STATES SUE OVER SECTION 122 TARIFF IN NEW CIT CASE

2026-03-06T16:15:38+00:00March 6th, 2026|Customs, Freight Talk, Import|

A coalition of U.S. states has filed a complaint in the U.S. Court of International Trade challenging the federal government’s use of Section 122 of the Trade Act of 1974 (19 U.S.C. § 2132) to impose a 10% tariff on most products worldwide, along with related implementation actions by U.S. Customs and Border Protection (CBP).

READ THE CIT FILING: https://storage.courtlistener.com/recap/gov.uscourts.cit.19559/gov.uscourts.cit.19559.2.0_1.pdf

STATES INVOLVED

Oregon, Arizona, California, New York, Colorado, Connecticut, Delaware, Illinois, Kentucky, Maine, Maryland, Massachusetts, Michigan, Minnesota, Nevada, New Jersey, New Mexico, North Carolina, Pennsylvania, Rhode Island, Vermont, Virginia, Washington, and Wisconsin.

WHAT IS BEING CHALLENGED

According to the complaint, after the Supreme Court ruled that IEEPA does not authorize the imposition of tariffs, the President issued a proclamation invoking Section 122 and imposed a 10% worldwide tariff that took effect February 24, 2026.

THE KEY LEGAL ARGUMENTS

The states’ complaint frames the dispute primarily as a statutory authority and constitutional separation-of-powers issue:

1) Section 122’s prerequisites and purpose

The complaint asserts Section 122 is intended for limited circumstances tied to “fundamental international payments problems” and “large and serious balance-of-payments deficits,” and argues those statutory conditions are not satisfied by the proclamation’s stated rationale.

2) Trade deficit vs. balance of payments

The complaint argues that the proclamation improperly treats trade deficits as equivalent to a balance-of-payments deficit, and emphasizes that Section 122 differentiates between “balance of payments” and “balance of trade.”

3) Broad and uniform application / nondiscriminatory treatment

The complaint points to statutory language requiring tariffs to be applied consistently with non-discriminatory treatment and to be broad and uniform in product coverage (subject to narrow exceptions), while alleging the proclamation contains substantial country and product exceptions.
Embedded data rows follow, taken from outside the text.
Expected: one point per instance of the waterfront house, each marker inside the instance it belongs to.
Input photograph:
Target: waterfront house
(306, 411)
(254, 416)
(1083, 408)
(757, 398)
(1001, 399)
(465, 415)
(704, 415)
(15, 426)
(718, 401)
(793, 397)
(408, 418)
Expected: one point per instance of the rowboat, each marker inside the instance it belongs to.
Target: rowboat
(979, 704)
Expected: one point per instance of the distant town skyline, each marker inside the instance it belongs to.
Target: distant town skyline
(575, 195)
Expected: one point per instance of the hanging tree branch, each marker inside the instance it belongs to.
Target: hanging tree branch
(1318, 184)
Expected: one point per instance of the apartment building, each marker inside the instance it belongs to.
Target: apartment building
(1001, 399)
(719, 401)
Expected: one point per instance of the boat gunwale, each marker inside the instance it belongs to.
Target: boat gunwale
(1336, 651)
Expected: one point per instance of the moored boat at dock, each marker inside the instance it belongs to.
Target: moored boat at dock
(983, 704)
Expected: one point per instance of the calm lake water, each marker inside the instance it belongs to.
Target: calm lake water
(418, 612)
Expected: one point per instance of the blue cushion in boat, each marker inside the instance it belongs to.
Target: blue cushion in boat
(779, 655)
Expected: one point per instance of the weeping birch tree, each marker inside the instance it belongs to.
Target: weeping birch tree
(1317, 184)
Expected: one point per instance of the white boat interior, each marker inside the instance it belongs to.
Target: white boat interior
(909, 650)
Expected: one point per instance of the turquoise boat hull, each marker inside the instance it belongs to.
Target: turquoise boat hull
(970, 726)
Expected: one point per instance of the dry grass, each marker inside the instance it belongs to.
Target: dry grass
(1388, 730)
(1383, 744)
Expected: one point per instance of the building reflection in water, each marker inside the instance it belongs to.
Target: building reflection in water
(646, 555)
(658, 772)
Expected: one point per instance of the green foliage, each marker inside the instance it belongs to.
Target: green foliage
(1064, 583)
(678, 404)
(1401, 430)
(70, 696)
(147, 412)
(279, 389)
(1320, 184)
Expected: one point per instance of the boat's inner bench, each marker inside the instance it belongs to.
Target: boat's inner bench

RELIEF REQUESTED (WHAT THE STATES WANT THE COURT TO DO):
  • Declare the proclamation unlawful.
  • Stop enforcement of the proclamation and set aside CBP’s implementing guidance.
  • Order refunds of Section 122 duties collected on covered entries where the states (or their instrumentalities) are the importer of record, with interest as provided by law.